As we increase our awareness of the Earth's limits, then our relationship with nature changes also. Art that celebrates nature is no longer solely contemplative but is itself moving into the natural world and is created with nature. It's in this sense that my artistic production is affiliated with these practices, from Land Art to various forms of environmental interventions associated with Eco Art.
My practice in environmental art is characterized by its relationship to the information coming from media, TV broadcasts, and newspapers. As well, several of my sculptures and installations are related to the actual site (in situ) and to the sociocultural context of the community where I operate; for example a public park, riverside, wharf, walking trail, or art gallery. I echo the development of the ecological consciousness of our times, and my research tends towards a philosophy of the democratization of art.

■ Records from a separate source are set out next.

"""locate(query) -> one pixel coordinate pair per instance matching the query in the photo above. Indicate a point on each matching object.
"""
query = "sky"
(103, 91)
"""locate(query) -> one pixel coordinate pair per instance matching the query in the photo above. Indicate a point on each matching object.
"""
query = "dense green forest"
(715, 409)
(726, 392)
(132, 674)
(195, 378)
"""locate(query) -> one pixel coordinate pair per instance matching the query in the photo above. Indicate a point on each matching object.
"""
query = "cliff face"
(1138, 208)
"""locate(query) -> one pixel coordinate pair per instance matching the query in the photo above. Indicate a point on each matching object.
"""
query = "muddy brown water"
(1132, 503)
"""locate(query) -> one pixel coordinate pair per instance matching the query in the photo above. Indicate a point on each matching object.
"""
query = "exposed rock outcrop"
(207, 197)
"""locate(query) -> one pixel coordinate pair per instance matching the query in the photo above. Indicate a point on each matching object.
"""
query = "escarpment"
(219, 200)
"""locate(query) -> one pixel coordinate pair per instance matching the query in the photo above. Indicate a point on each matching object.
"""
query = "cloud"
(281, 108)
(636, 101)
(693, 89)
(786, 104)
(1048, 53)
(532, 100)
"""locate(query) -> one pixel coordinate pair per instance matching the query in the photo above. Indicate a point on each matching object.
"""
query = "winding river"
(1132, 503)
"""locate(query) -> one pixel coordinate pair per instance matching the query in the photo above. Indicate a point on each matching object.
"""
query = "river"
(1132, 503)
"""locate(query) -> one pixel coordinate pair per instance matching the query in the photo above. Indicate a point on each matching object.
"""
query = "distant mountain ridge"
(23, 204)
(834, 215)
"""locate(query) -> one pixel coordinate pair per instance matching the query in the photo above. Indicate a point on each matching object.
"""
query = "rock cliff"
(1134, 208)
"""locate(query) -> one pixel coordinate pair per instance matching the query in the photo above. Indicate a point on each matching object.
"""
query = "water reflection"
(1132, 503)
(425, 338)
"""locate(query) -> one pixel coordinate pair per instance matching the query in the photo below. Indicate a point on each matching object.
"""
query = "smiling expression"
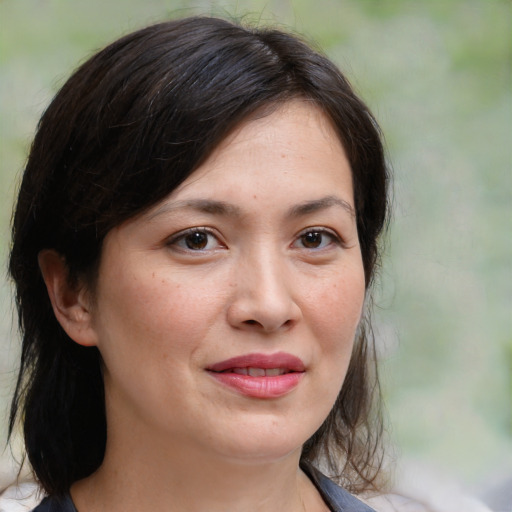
(226, 314)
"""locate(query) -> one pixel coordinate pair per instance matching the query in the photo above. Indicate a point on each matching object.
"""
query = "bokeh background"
(437, 75)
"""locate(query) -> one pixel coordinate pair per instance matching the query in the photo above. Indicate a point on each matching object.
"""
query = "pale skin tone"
(256, 252)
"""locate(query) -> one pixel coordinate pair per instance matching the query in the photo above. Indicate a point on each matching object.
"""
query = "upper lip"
(265, 361)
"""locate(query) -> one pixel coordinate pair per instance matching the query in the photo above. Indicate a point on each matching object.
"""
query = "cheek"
(155, 316)
(338, 307)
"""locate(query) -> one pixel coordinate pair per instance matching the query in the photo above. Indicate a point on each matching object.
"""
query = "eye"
(316, 238)
(195, 239)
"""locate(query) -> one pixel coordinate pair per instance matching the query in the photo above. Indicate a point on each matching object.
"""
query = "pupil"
(312, 239)
(197, 240)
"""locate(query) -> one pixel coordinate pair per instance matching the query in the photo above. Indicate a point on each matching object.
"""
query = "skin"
(260, 280)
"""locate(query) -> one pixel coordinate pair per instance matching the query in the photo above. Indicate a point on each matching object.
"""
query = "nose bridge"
(264, 290)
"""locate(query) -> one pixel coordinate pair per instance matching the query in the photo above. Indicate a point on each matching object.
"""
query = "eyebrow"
(210, 206)
(320, 204)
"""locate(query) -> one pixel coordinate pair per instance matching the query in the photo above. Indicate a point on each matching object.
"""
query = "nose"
(264, 299)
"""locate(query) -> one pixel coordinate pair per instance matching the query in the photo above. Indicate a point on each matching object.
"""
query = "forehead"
(294, 147)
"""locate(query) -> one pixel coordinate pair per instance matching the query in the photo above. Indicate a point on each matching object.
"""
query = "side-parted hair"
(130, 125)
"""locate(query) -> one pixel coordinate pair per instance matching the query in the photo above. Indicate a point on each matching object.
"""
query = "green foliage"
(438, 76)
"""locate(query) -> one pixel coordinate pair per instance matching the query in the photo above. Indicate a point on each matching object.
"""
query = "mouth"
(260, 375)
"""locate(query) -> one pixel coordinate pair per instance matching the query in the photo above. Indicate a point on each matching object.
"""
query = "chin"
(263, 443)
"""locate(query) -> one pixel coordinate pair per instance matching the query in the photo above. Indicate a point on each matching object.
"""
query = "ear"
(70, 301)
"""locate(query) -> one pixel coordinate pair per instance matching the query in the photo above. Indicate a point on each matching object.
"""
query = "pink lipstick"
(260, 375)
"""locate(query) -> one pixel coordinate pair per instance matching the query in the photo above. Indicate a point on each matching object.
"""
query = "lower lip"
(260, 387)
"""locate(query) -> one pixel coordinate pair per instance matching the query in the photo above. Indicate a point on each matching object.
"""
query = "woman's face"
(226, 314)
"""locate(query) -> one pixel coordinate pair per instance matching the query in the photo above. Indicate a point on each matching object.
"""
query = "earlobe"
(70, 301)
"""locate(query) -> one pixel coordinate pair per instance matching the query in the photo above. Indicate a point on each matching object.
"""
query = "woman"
(195, 237)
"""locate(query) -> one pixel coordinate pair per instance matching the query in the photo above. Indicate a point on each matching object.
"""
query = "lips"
(260, 375)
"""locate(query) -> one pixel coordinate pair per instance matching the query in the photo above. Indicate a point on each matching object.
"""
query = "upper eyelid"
(201, 229)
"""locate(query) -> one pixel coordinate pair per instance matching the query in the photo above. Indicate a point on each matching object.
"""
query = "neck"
(135, 476)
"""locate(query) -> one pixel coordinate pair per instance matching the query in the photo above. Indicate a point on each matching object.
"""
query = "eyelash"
(334, 237)
(182, 238)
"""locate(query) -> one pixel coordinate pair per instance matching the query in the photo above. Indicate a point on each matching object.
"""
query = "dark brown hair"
(126, 129)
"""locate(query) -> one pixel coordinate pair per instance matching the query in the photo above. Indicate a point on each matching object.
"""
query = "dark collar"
(335, 497)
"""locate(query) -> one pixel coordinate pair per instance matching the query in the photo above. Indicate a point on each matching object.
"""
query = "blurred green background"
(437, 75)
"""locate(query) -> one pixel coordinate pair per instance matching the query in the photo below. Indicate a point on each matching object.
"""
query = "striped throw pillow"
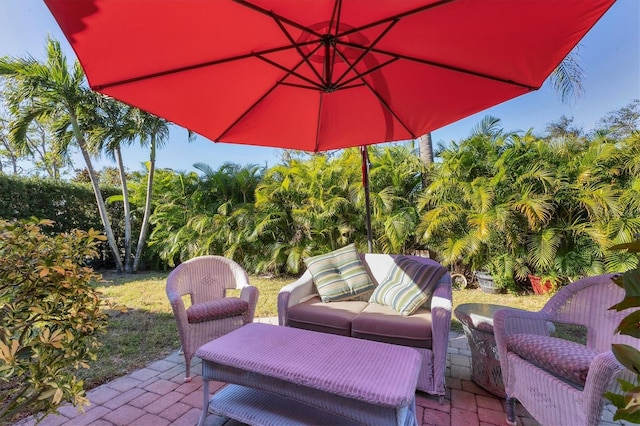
(339, 275)
(408, 285)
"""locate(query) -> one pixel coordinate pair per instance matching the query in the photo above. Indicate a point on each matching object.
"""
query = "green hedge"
(69, 205)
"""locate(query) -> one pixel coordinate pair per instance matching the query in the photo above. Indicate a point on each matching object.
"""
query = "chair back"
(206, 278)
(586, 302)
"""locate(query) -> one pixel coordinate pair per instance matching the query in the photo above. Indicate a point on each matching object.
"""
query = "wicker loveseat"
(426, 330)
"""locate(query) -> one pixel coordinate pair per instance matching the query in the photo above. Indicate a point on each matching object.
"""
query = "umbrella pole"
(365, 183)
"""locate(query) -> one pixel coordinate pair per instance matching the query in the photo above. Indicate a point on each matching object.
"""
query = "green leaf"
(630, 325)
(631, 281)
(633, 247)
(627, 302)
(114, 199)
(627, 356)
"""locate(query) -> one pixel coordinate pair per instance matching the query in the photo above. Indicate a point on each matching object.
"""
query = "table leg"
(205, 402)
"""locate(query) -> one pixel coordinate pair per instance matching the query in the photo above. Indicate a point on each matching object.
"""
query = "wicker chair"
(211, 313)
(557, 381)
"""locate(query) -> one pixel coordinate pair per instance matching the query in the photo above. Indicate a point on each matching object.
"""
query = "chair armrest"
(250, 294)
(293, 294)
(441, 325)
(180, 313)
(602, 372)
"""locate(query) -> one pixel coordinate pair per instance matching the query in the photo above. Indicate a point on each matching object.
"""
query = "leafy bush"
(50, 316)
(628, 403)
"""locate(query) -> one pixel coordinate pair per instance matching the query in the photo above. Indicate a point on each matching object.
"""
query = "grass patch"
(528, 302)
(147, 331)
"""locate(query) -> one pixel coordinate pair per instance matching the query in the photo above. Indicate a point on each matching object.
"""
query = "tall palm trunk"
(127, 211)
(102, 208)
(426, 154)
(147, 205)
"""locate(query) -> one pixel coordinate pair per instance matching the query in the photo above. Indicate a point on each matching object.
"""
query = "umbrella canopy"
(316, 75)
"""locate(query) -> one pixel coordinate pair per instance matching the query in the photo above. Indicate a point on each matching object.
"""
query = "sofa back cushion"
(408, 285)
(339, 275)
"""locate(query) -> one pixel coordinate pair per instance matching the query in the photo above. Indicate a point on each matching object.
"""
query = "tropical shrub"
(518, 204)
(628, 403)
(50, 316)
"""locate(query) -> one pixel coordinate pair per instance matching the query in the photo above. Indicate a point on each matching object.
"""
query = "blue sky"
(610, 55)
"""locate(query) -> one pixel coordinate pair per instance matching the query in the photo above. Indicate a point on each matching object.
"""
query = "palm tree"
(46, 90)
(153, 131)
(111, 126)
(566, 80)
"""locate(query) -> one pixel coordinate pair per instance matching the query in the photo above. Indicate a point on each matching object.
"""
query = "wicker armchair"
(557, 381)
(211, 313)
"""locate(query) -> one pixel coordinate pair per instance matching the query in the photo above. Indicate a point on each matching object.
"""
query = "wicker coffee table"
(281, 375)
(477, 323)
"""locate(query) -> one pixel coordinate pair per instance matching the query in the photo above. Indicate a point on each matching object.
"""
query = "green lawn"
(147, 332)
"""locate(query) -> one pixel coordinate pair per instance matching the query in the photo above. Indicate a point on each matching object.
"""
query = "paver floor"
(156, 395)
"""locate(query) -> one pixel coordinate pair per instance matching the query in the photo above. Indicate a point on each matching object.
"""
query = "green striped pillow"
(408, 285)
(339, 275)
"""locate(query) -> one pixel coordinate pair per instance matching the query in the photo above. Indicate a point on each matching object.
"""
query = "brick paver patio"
(157, 395)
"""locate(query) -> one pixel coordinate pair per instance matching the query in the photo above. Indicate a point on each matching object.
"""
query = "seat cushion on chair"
(334, 317)
(340, 275)
(383, 324)
(567, 360)
(217, 309)
(408, 285)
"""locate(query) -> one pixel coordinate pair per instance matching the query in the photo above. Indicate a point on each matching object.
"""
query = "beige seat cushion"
(383, 324)
(334, 317)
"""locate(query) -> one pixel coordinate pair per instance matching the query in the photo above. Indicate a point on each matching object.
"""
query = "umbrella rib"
(369, 71)
(300, 86)
(280, 17)
(382, 101)
(366, 51)
(337, 10)
(261, 98)
(291, 71)
(193, 67)
(397, 17)
(445, 66)
(297, 47)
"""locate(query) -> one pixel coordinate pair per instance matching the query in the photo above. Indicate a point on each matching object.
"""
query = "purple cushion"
(568, 360)
(334, 317)
(383, 324)
(217, 309)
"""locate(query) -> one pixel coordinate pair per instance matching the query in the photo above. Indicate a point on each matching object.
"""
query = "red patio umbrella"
(318, 75)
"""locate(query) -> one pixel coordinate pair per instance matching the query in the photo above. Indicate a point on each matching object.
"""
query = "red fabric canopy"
(317, 75)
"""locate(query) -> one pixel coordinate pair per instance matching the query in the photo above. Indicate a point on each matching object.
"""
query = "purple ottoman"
(283, 375)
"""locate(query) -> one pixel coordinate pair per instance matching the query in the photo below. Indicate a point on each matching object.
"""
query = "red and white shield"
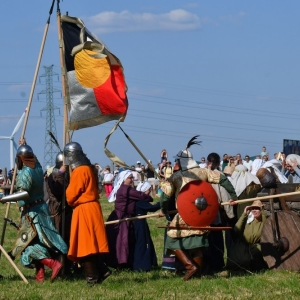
(197, 203)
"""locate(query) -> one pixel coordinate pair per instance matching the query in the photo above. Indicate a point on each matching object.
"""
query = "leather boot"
(53, 264)
(90, 269)
(104, 271)
(189, 264)
(40, 272)
(199, 262)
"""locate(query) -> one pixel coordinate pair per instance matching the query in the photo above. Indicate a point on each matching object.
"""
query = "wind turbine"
(12, 141)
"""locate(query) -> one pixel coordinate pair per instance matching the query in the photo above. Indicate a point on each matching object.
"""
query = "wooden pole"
(66, 135)
(26, 120)
(23, 134)
(196, 228)
(138, 218)
(262, 198)
(141, 154)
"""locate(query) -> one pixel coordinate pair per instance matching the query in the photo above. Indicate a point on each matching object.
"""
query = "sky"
(225, 70)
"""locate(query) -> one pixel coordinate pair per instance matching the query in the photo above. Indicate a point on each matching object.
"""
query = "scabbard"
(196, 228)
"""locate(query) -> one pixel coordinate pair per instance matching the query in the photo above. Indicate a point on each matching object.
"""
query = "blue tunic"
(144, 251)
(31, 180)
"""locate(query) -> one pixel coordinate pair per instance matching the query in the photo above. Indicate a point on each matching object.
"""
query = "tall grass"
(157, 284)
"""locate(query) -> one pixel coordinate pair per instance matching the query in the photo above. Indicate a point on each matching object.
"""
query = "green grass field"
(157, 284)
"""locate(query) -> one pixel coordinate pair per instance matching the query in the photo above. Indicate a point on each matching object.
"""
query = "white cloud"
(175, 20)
(192, 5)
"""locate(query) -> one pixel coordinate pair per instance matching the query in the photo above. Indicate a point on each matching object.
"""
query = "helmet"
(73, 152)
(71, 147)
(59, 160)
(184, 154)
(186, 160)
(24, 149)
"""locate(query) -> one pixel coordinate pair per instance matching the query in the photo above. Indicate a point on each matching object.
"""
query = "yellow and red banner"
(95, 79)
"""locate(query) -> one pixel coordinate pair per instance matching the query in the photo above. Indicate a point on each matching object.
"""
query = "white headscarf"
(277, 166)
(143, 186)
(117, 183)
(250, 217)
(293, 157)
(241, 178)
(256, 165)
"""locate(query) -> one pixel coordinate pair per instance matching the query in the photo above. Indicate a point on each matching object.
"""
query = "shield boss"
(197, 203)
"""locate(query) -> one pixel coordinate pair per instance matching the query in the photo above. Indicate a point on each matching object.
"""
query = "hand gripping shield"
(197, 203)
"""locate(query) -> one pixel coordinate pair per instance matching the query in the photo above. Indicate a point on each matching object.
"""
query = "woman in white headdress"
(121, 235)
(144, 251)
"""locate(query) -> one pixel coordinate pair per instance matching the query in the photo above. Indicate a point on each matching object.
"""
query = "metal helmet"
(184, 154)
(186, 160)
(71, 147)
(59, 160)
(24, 149)
(185, 157)
(75, 156)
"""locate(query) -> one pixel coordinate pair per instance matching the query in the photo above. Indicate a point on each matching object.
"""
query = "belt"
(37, 202)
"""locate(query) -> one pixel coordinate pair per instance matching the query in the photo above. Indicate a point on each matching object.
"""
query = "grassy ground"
(157, 284)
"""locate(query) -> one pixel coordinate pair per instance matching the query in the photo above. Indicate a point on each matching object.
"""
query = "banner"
(95, 79)
(291, 147)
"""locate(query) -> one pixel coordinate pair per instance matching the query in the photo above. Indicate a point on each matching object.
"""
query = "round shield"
(197, 203)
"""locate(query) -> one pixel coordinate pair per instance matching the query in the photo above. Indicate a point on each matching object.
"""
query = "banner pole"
(24, 128)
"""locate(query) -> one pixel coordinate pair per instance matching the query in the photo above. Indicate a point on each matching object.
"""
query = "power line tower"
(50, 150)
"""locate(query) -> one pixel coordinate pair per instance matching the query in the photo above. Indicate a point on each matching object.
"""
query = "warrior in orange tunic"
(88, 236)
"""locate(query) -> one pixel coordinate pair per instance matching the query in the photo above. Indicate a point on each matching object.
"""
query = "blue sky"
(227, 70)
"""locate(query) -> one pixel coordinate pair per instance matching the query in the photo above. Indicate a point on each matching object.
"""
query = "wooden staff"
(22, 137)
(262, 198)
(138, 218)
(196, 228)
(66, 134)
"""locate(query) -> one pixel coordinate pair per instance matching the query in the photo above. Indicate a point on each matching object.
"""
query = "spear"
(262, 198)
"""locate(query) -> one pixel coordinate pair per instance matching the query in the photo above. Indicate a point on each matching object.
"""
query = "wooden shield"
(203, 195)
(287, 226)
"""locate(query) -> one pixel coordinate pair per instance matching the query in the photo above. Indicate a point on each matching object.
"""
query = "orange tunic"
(88, 235)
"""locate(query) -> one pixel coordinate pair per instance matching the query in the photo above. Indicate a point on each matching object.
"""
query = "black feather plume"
(193, 141)
(54, 140)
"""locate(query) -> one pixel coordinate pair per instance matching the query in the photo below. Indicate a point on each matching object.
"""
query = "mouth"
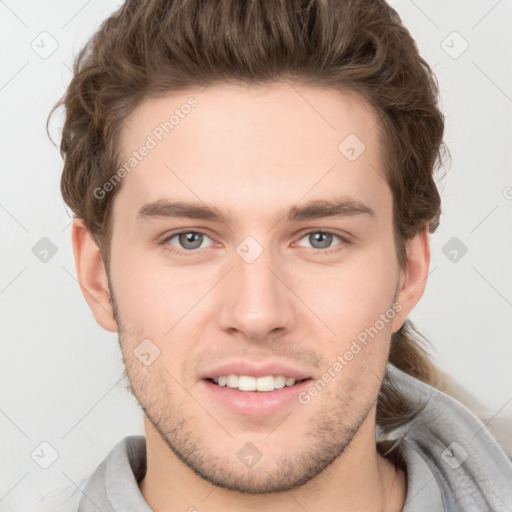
(243, 397)
(247, 383)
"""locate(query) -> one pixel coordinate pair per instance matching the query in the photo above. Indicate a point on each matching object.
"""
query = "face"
(295, 275)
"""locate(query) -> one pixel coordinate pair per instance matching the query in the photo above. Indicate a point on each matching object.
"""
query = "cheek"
(349, 298)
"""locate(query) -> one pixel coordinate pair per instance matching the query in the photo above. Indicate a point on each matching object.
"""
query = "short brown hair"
(153, 47)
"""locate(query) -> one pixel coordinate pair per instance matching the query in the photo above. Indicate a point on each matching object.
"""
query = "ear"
(92, 275)
(413, 278)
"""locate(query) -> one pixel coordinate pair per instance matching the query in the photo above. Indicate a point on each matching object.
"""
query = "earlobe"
(92, 276)
(413, 278)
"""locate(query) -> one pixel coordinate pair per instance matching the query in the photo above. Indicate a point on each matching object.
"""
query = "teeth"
(247, 383)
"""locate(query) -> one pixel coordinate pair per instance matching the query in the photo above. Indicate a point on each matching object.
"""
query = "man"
(253, 186)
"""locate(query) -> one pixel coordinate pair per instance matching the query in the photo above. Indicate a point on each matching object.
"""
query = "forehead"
(257, 147)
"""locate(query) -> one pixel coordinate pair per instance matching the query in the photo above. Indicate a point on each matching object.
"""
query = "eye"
(186, 240)
(323, 240)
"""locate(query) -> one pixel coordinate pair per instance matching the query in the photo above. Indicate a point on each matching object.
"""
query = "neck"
(360, 479)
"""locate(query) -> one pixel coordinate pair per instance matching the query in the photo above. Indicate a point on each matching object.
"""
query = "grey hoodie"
(452, 461)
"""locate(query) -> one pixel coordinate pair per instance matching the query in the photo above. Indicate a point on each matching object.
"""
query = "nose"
(257, 301)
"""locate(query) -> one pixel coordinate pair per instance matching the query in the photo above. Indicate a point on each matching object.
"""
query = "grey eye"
(190, 240)
(320, 240)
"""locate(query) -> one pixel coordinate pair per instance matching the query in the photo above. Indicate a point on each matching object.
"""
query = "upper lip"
(255, 370)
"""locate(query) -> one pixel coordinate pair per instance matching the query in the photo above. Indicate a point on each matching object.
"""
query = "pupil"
(325, 239)
(195, 239)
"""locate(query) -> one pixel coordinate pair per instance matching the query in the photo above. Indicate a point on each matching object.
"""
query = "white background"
(61, 374)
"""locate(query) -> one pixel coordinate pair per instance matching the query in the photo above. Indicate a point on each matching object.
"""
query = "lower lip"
(255, 403)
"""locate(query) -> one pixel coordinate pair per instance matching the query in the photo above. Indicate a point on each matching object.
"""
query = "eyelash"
(344, 241)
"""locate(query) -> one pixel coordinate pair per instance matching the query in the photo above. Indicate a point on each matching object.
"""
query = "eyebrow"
(315, 209)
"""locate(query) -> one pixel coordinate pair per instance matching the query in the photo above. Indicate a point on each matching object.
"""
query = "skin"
(253, 152)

My visual language emerges out of the use of common objects, ordinary and trivial, such as plastic water bottles, umbrellas or newspapers. Despite the process of assemblage and accumulation, the artefacts which are incorporated in my art keep their original identity although they also gain a metaphorical force in relation to environmental questions that address the relationship between man and nature. Out of these unexpected connections between recycled material and natural phenomena (water, ice, plants, sun, wind, rain...) emerge meaning that links man, nature and the environment. In conjunction with this combination of “nature/culture”, I add the context of current events, and the specific site, all of which contributes to a poetic statement.